Carnaval, rotina de liberdade


Imagem: Desfile Cordão da Bola Preta

Atriz Leandra Leal como Porta Estandarte no desfile do Cordão da Bola Preta

Sexta-feira, seis e meia da tarde no Rio de Janeiro. Trânsito complicado, afinal hoje é dia de Av. Rio Branco fechada para o tradicional desfile pré-carnaval do Bola Preta. Sem contar que mais cedo havia chovido uma rápida e forte chuva de verão. O Bola, como é carinhosamente chamado pelos iniciados, ou na formalidade, Cordão da Bola Preta, é muito mais que um bloco de carnaval, é uma instituição carnavalesca carioca com quase um século de existência (foi fundado em 1918). E o carnaval foi e sempre será sinônimo de alegria e libertação da rotina.

Pois foi nesse cenário que embarquei no trem do metrô na estação Praça Onze, ali pertinho do coração do samba no Rio, entre o Estácio e o Sambódromo. Entrei no vagão. Havia um lugar. Entraram outras pessoas. Me sentei em frente a um casal, certamente, septuagenários. Sérios, com o olhar no espaço do tempo acompanhando os devaneios de mentes e corpos cansados pela vida.

Um casal de idosos típico do Rio de Janeiro. Ela, uma senhora de pele bem negra, com um aplique no cabelo, nítida característica da vaidade feminina das que não tem acesso às modernas escovas progressivas. Ele tinha pequenas entradas anunciando o início de uma calvície tardia sobre a pele morena brasileira. Era forte.
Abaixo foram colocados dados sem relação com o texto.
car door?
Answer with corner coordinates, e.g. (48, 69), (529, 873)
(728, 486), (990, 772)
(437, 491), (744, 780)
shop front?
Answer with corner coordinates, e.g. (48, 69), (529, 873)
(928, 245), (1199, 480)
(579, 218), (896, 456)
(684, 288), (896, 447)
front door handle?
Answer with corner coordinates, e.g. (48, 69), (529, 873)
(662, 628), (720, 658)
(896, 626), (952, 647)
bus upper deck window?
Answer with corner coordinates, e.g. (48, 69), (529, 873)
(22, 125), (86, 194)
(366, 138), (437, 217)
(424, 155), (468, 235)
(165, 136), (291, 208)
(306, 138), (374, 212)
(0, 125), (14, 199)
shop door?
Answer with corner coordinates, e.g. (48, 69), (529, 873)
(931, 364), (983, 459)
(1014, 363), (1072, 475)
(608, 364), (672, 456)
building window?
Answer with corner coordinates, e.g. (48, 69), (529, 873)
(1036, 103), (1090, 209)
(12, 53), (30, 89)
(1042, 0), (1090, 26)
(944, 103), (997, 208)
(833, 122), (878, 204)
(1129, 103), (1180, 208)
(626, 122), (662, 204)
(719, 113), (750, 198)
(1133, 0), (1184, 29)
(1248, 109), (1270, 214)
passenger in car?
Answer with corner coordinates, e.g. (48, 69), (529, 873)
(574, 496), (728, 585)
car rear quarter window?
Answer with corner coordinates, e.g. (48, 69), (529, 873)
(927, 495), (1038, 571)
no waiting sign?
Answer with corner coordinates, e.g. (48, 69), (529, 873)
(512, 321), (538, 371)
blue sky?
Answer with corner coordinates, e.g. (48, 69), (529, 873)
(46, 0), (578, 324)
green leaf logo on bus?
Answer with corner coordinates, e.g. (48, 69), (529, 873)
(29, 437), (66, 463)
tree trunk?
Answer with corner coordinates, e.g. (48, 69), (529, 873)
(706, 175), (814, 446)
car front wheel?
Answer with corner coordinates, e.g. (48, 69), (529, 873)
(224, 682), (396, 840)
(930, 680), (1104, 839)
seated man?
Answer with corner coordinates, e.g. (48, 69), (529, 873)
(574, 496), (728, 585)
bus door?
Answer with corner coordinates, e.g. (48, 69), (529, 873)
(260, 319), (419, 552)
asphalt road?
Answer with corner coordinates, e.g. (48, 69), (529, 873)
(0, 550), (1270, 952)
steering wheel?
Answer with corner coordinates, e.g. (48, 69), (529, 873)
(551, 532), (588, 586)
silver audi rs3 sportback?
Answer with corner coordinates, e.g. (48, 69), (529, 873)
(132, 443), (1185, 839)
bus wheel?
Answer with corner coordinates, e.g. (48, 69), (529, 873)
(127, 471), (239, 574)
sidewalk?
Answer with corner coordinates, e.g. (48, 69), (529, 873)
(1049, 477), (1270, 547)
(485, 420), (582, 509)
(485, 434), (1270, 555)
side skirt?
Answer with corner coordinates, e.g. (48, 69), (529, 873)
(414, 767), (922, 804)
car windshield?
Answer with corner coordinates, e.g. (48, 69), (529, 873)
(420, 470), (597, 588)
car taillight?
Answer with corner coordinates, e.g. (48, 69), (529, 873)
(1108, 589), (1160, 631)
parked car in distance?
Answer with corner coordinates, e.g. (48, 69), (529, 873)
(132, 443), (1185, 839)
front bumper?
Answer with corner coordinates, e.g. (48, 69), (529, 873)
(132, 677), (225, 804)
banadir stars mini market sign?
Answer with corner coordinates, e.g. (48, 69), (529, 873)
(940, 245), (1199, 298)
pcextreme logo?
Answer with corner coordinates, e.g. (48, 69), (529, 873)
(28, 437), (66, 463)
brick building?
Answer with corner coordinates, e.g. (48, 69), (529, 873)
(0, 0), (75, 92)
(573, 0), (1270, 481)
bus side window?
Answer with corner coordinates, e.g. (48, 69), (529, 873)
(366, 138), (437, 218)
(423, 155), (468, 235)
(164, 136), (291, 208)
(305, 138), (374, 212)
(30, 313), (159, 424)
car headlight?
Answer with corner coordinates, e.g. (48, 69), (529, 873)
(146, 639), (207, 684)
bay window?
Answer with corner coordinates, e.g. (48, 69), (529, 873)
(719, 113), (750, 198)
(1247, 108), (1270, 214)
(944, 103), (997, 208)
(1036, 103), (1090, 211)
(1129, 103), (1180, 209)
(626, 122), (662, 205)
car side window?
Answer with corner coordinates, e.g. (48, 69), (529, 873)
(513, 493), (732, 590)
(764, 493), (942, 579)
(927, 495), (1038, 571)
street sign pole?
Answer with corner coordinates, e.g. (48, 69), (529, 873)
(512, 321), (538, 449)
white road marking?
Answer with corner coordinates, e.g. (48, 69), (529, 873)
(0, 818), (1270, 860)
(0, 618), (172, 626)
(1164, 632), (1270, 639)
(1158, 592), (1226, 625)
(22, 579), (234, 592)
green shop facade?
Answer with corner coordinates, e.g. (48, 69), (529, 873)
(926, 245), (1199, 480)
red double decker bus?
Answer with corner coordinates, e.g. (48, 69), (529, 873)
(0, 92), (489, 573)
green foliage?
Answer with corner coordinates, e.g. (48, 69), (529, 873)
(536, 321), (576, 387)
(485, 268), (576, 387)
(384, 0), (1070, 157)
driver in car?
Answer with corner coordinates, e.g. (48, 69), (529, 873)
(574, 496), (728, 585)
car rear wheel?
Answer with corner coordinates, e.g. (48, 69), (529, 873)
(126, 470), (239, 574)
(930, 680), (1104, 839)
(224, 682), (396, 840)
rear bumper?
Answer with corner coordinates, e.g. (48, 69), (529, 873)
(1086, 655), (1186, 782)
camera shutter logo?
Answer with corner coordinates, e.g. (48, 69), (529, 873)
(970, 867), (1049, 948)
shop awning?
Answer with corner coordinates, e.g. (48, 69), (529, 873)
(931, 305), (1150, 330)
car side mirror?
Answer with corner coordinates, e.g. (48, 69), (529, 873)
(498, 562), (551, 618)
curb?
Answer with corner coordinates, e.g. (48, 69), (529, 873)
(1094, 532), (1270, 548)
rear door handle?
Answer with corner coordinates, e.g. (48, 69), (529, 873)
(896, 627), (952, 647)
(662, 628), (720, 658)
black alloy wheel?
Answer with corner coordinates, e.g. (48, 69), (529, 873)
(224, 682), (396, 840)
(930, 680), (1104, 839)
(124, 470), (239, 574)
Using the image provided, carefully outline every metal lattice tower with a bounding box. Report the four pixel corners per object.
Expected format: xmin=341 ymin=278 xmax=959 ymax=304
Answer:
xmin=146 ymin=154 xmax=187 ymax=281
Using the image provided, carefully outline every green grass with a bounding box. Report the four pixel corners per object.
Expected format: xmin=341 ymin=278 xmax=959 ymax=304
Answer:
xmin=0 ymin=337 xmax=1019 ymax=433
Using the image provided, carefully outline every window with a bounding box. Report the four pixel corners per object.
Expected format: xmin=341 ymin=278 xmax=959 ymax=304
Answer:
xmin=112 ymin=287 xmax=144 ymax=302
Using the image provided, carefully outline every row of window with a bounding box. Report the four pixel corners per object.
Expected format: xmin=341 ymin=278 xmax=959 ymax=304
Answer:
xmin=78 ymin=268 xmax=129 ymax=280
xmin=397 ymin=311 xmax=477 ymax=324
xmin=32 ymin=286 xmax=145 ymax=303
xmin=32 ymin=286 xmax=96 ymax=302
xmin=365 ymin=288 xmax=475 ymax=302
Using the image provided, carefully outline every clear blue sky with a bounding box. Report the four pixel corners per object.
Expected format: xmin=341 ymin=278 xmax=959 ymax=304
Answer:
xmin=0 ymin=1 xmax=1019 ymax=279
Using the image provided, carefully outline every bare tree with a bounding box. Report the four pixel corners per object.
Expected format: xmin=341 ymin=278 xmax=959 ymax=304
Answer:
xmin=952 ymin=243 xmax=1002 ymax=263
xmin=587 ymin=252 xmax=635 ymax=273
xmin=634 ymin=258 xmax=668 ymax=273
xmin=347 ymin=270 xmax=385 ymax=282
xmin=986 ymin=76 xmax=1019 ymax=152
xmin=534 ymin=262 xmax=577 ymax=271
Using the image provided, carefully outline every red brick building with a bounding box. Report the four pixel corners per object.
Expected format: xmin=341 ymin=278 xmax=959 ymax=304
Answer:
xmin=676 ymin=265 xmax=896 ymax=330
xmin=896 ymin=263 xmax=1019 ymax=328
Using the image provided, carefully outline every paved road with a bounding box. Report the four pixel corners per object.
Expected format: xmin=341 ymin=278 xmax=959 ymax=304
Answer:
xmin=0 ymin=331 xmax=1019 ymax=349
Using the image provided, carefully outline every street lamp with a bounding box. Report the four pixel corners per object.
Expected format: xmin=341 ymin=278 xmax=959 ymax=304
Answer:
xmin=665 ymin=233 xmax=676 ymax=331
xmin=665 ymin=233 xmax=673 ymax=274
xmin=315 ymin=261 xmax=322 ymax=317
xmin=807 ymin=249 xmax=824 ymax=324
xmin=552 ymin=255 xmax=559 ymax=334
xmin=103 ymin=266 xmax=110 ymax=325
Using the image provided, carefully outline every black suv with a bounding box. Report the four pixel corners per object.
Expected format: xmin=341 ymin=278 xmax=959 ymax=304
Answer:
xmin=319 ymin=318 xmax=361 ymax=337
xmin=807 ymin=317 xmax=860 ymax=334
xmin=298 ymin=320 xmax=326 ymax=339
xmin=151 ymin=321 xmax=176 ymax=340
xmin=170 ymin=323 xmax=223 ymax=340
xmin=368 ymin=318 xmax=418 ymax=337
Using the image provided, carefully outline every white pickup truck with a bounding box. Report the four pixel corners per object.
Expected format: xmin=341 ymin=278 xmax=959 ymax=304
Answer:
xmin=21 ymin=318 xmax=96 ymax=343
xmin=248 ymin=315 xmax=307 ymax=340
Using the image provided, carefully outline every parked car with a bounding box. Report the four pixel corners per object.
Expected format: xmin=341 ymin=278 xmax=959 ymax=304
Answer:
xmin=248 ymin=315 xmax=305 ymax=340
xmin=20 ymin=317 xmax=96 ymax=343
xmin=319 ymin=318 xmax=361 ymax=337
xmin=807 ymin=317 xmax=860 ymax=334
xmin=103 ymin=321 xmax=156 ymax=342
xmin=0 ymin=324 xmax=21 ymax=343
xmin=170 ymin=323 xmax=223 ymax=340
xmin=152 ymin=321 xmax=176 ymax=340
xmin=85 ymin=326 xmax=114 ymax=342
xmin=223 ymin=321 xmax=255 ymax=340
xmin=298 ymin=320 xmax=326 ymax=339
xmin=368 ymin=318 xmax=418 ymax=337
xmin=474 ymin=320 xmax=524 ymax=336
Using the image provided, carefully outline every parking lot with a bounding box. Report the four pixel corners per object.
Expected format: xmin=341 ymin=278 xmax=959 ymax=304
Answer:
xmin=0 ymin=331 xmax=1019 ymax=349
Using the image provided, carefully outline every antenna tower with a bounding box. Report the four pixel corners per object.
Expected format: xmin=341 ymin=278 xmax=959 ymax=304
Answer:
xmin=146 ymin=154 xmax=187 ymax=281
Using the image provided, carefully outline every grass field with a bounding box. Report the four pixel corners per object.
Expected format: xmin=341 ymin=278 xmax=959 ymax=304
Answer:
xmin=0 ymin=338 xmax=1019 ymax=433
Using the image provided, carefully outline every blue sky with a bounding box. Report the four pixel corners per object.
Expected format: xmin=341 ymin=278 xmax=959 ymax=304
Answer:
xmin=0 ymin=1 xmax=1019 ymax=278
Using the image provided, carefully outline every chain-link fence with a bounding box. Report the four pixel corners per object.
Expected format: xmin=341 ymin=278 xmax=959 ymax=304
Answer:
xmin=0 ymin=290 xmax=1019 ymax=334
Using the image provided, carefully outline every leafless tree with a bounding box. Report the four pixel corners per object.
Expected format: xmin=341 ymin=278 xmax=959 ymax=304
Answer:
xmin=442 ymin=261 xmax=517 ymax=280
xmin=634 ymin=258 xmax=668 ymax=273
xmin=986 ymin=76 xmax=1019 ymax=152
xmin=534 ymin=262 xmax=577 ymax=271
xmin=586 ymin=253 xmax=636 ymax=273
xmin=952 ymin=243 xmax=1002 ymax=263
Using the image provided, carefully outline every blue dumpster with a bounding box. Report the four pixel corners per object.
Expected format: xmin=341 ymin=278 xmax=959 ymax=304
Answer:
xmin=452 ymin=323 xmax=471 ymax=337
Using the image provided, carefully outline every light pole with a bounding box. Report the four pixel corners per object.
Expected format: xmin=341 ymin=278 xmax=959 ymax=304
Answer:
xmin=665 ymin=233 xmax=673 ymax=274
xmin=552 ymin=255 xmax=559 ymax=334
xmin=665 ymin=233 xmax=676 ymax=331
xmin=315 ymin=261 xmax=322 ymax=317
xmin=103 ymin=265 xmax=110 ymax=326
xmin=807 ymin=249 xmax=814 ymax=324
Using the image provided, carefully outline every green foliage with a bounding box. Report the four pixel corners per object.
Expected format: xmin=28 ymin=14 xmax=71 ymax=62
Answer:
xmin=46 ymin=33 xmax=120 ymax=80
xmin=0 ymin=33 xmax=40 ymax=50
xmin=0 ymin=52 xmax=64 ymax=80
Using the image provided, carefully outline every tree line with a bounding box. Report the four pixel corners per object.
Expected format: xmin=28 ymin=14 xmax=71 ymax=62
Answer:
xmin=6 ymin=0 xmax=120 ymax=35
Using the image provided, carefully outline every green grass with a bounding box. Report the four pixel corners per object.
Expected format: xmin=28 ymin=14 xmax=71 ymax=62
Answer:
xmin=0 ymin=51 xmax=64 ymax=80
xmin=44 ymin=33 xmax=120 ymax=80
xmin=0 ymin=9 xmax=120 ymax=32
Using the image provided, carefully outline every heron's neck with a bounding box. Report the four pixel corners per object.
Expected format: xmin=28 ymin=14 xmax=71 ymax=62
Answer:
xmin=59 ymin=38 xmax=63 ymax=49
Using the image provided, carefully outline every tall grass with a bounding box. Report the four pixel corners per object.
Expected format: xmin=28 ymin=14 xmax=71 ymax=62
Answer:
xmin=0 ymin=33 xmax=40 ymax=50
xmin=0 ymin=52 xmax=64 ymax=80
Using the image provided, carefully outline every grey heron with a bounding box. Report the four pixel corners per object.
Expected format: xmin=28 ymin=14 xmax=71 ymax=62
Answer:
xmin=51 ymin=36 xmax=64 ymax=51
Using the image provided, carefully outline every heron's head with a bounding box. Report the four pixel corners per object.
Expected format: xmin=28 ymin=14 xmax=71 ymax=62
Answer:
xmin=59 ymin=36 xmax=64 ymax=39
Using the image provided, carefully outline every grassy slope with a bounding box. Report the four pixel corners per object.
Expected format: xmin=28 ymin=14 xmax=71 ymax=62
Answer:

Ambos com alguns poucos quilinhos acima do peso, pois os que lutam na batalha diária da vida não têm tempo para ficarem obesos.

Pareciam tristes. Teriam se desentendido? Talvez não. Eram um casal, seus corpos, através de seus braços, confirmavam isso, pois estavam bem encostados um no outro. Podia ser só a consequência do final de mais um dia cheio de trabalho. Eram essas as imagens que eu via como fotos, imagens instantâneas que passavam pelo obturador aberto pelos espaços que as pessoas deixavam entre eu e o casal, conforme entravam, saíam e se movimentavam pelo trem.

O vagão esvaziou na Central do Brasil, e o que eram fotos passou a ser um vídeo. O obturador estava totalmente aberto e não havia barreiras para que eu assistisse a cena final. O circunspecto casal se levanta para descer do trem na próxima estação, Av. Presidente Vargas, que devia estar movimentada, afinal era ali que se concentrava o Bola para iniciar o desfile. Ele, apesar da idade, um cavalheiro, pega na mão dela e a ajuda a se equilibrar até a porta do trem. Com a cena aberta, eu pude ver.

Ele estava vestido com uma camiseta de malha branca do Bloco Carnavalesco Cacique de Ramos. Nas costas uma imagem de um prato de comida vazio, com um * (asterisco) grande bem no centro. Rodeava a imagem, a frase: “Se me der eu como” (!?) Ela prendia o aplique na cabeça com um lenço branco, eu já havia reparado no lenço branco, mas não tinha lido a frase impressa nele: Bola Preta – Carnaval 2007 – Eu fui.

Quando a porta do trem abriu, tive a sensação de ouvir burburinhos e batuque vindo da avenida. Imaginei o casal sorrindo na escada rolante. Ou não.